Zookeeper Getting Started

Source: Internet
Author: User

Zookeeper Introduction

Zookeeper is a highly available distributed data management and system coordination framework built on the Paxos algorithm, which provides a set of primitives that can be used by higher-level applications for synchronization, configuration management, name services, master elections, distributed locks, distributed queues, and so on.
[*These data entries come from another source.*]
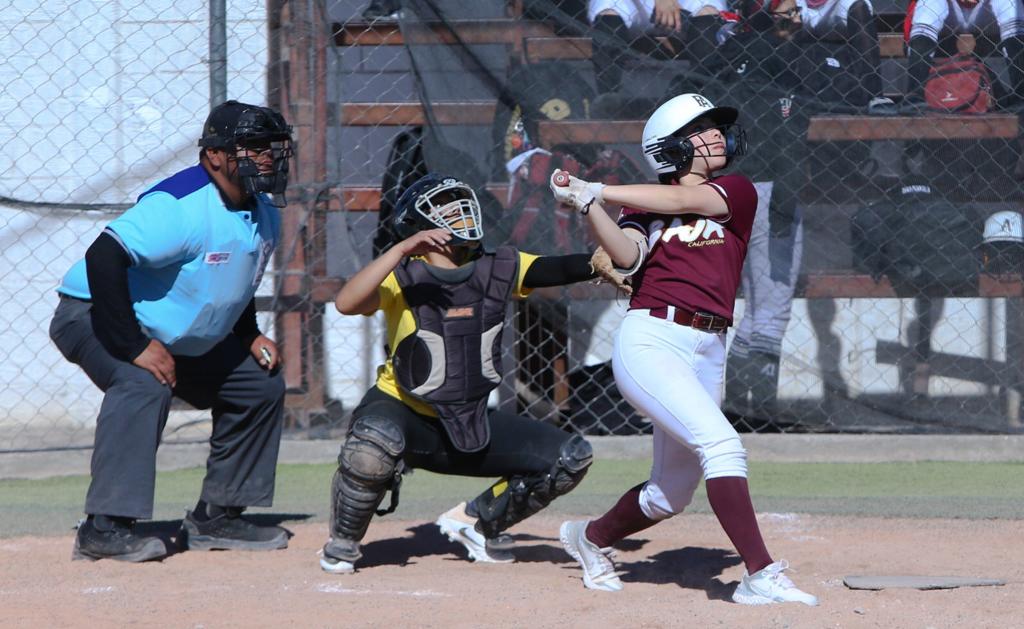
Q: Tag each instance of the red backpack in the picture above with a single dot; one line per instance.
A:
(958, 85)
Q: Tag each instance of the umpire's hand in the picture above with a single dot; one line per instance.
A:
(265, 352)
(156, 360)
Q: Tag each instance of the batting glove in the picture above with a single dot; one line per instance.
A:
(574, 192)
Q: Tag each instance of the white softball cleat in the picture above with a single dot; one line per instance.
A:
(768, 586)
(598, 571)
(460, 527)
(339, 556)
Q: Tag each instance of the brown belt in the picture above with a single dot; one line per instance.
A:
(700, 321)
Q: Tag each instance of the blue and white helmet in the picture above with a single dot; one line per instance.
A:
(439, 201)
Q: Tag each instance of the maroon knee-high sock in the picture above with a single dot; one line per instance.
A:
(730, 499)
(622, 520)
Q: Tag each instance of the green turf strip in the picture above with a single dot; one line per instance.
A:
(893, 490)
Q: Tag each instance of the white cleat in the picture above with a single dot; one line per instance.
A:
(460, 527)
(768, 586)
(598, 571)
(339, 556)
(336, 567)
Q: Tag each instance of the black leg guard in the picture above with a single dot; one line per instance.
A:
(507, 503)
(369, 463)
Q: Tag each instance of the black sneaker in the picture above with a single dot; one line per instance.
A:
(119, 543)
(230, 532)
(382, 10)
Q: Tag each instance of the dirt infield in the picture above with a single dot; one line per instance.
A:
(679, 574)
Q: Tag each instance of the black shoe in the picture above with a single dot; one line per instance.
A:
(882, 106)
(382, 10)
(229, 532)
(119, 543)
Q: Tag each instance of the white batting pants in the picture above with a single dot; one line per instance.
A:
(673, 374)
(931, 16)
(637, 13)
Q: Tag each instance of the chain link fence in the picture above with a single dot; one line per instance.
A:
(882, 291)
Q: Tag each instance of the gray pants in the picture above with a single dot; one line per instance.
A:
(247, 406)
(768, 300)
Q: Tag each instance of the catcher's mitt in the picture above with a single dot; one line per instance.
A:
(601, 262)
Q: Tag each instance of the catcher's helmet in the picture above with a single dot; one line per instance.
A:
(439, 201)
(235, 125)
(1003, 243)
(668, 152)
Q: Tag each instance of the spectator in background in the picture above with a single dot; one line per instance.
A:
(620, 25)
(763, 70)
(850, 23)
(931, 23)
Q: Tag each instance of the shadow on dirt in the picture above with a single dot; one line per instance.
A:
(688, 568)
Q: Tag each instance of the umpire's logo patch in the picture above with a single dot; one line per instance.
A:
(218, 257)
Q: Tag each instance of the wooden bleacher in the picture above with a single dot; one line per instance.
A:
(537, 42)
(822, 128)
(296, 70)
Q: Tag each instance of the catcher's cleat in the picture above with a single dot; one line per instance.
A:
(598, 571)
(229, 532)
(769, 585)
(460, 527)
(339, 556)
(119, 542)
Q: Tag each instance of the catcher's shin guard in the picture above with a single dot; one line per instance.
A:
(368, 466)
(512, 501)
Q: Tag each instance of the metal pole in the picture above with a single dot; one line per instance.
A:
(218, 52)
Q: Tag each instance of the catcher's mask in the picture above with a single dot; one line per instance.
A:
(667, 136)
(1003, 243)
(439, 201)
(251, 130)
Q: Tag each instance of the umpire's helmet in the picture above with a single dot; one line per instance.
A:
(439, 201)
(235, 125)
(668, 152)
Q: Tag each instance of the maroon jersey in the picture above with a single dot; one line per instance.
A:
(694, 261)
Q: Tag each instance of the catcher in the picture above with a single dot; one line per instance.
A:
(444, 296)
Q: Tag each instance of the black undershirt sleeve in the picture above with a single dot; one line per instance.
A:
(246, 328)
(114, 321)
(558, 270)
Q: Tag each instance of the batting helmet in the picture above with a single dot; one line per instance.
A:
(1003, 243)
(668, 152)
(439, 201)
(232, 125)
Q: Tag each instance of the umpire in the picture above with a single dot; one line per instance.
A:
(163, 306)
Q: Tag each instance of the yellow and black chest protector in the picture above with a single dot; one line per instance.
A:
(453, 361)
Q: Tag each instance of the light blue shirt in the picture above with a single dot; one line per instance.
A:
(196, 264)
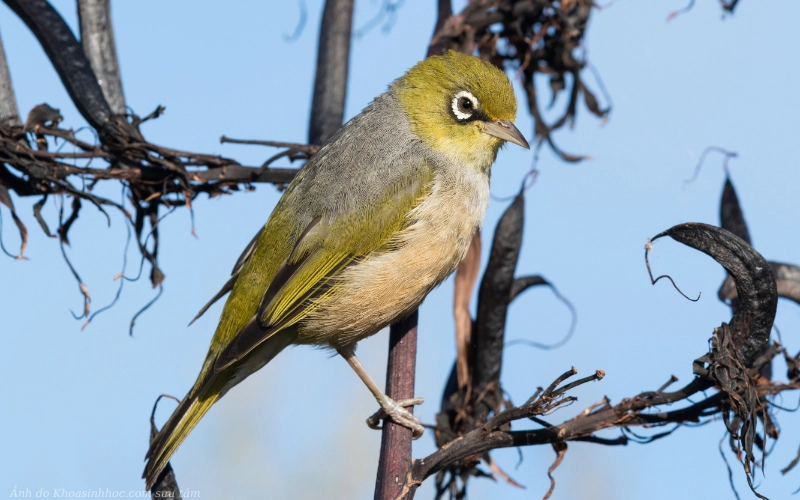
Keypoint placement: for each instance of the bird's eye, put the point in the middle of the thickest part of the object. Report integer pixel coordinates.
(464, 105)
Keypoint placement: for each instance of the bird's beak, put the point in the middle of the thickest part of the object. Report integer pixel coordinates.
(506, 130)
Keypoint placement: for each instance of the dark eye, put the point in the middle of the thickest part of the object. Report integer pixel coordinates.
(464, 105)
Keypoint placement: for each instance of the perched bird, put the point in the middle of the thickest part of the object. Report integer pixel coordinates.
(374, 221)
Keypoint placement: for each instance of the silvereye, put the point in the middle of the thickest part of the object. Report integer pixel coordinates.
(376, 219)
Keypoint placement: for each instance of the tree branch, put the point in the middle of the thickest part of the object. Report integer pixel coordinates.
(97, 38)
(9, 114)
(395, 456)
(330, 81)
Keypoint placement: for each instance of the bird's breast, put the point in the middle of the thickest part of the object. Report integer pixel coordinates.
(388, 284)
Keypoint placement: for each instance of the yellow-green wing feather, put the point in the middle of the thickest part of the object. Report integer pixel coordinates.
(319, 256)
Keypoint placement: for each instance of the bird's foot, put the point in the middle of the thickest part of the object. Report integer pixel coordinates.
(395, 410)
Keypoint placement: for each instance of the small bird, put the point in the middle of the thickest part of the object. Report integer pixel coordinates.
(374, 221)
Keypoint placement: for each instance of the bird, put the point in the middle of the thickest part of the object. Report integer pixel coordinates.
(372, 222)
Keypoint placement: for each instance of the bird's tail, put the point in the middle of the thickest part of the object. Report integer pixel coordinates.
(208, 389)
(180, 424)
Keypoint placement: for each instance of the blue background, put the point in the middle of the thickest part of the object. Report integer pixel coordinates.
(75, 404)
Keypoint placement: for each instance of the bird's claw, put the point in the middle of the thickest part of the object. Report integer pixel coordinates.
(395, 410)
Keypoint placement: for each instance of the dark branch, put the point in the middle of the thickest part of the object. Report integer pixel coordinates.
(330, 81)
(97, 38)
(9, 114)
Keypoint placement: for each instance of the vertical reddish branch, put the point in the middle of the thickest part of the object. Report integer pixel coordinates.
(395, 459)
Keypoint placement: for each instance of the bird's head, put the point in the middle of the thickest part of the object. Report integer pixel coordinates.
(460, 106)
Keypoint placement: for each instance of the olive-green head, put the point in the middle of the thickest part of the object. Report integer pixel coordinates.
(460, 106)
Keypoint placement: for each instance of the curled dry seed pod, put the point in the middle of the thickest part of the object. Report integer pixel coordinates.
(755, 283)
(730, 213)
(494, 297)
(787, 281)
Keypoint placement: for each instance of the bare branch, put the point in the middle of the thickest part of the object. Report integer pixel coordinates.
(330, 81)
(67, 57)
(9, 114)
(395, 457)
(97, 38)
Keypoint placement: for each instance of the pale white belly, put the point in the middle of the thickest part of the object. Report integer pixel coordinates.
(385, 287)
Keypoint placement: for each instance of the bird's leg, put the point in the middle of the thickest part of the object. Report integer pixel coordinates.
(390, 408)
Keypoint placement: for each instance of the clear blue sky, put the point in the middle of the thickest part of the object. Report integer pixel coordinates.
(76, 403)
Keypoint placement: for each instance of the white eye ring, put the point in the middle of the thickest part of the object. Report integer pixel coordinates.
(456, 98)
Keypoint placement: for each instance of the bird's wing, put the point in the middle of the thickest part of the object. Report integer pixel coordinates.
(326, 247)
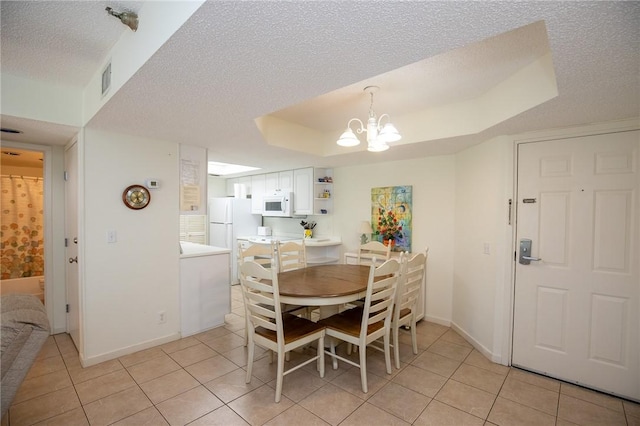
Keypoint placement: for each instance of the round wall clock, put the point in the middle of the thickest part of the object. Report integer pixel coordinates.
(136, 197)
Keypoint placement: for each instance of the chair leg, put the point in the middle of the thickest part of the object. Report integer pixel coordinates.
(246, 331)
(387, 352)
(249, 361)
(321, 356)
(280, 376)
(414, 336)
(363, 369)
(334, 360)
(396, 346)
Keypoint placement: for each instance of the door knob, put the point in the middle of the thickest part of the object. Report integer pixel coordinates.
(525, 252)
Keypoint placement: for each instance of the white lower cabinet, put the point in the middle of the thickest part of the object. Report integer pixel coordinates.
(205, 292)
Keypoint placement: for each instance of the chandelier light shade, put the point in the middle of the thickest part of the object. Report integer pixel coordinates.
(130, 19)
(378, 135)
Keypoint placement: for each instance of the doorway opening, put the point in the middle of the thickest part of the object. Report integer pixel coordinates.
(22, 222)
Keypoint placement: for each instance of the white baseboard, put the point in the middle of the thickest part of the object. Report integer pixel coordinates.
(58, 330)
(88, 362)
(437, 320)
(477, 345)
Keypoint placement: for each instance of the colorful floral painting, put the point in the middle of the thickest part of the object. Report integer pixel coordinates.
(391, 215)
(21, 236)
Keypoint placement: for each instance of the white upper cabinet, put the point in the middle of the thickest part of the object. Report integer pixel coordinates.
(303, 191)
(257, 191)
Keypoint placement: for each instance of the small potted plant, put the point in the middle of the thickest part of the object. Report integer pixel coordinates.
(308, 228)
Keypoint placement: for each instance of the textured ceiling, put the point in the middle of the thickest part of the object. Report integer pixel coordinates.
(234, 61)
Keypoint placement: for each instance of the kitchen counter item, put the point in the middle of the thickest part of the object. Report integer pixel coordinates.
(264, 231)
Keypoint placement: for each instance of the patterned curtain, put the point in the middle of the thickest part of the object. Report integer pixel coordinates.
(21, 230)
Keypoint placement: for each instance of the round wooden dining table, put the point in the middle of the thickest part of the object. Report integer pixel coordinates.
(323, 285)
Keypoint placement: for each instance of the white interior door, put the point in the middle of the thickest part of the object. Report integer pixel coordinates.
(71, 235)
(576, 310)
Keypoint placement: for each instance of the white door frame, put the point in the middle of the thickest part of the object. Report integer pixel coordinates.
(547, 135)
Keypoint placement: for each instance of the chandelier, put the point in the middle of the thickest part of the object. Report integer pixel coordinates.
(378, 136)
Zookeeper provides the following service guarantee

    • Sequential consistency: Client's updates requests are processed sequentially according to the order in which they are issued
    • Atomicity: An update operation either succeeds or fails with no other possible result
    • Consistent mirroring: No matter which server the client is connected to, it is displayed in the same view
    • Reliability: Once an update is applied, it is persisted unless the current value is updated by another update request
    • Timeliness: The system the client sees is up-to-date within a time frame
Zookeeper's design Goal 1. Simple

Zookeeper allows distributed processes to collaborate with one another through a shared hierarchical namespace that is organized in a manner similar to a file system. The data unit in the namespace is called Znode, which is the equivalent of a file or directory. Unlike typical file systems, file systems are used to persist storage, while zookeeper data is kept in memory, which means that zookeeper can achieve high throughput and low latency.

2. High performance, high availability, and strict sequential access

High performance enables zookeeper to be used in large-scale distributed systems, with high availability to avoid single points of failure, and strict sequencing means that complex synchronization operations can be implemented at the client.

3. Clustering

The zookeeper itself is also clustered. Such as:

The client is connected to a single server, which maintains a TCP connection, sends requests on it, gets a response, obtains monitoring events, and sends heartbeat detection. If the TCP connection to the server is broken, the client connects to the other server. Each server that makes up the zookeeper service knows the existence of other services, and they maintain a memory image of the server state, with transaction logs and snapshots saved in the persisted storage, as long as most of the server is available, and the Zookeeper service is available.

4. Sequencing

Zookeeper marks a number for each update operation to reflect the order of the transactions. Later operations use this order to achieve a high level of abstraction, such as synchronizing primitives.

5. Fast

This feature is particularly noticeable in read-oriented work. The zookeeper application runs on thousands of machines, and when the ratio of read and write operations is 10:1, the zookeeper can achieve the best performance.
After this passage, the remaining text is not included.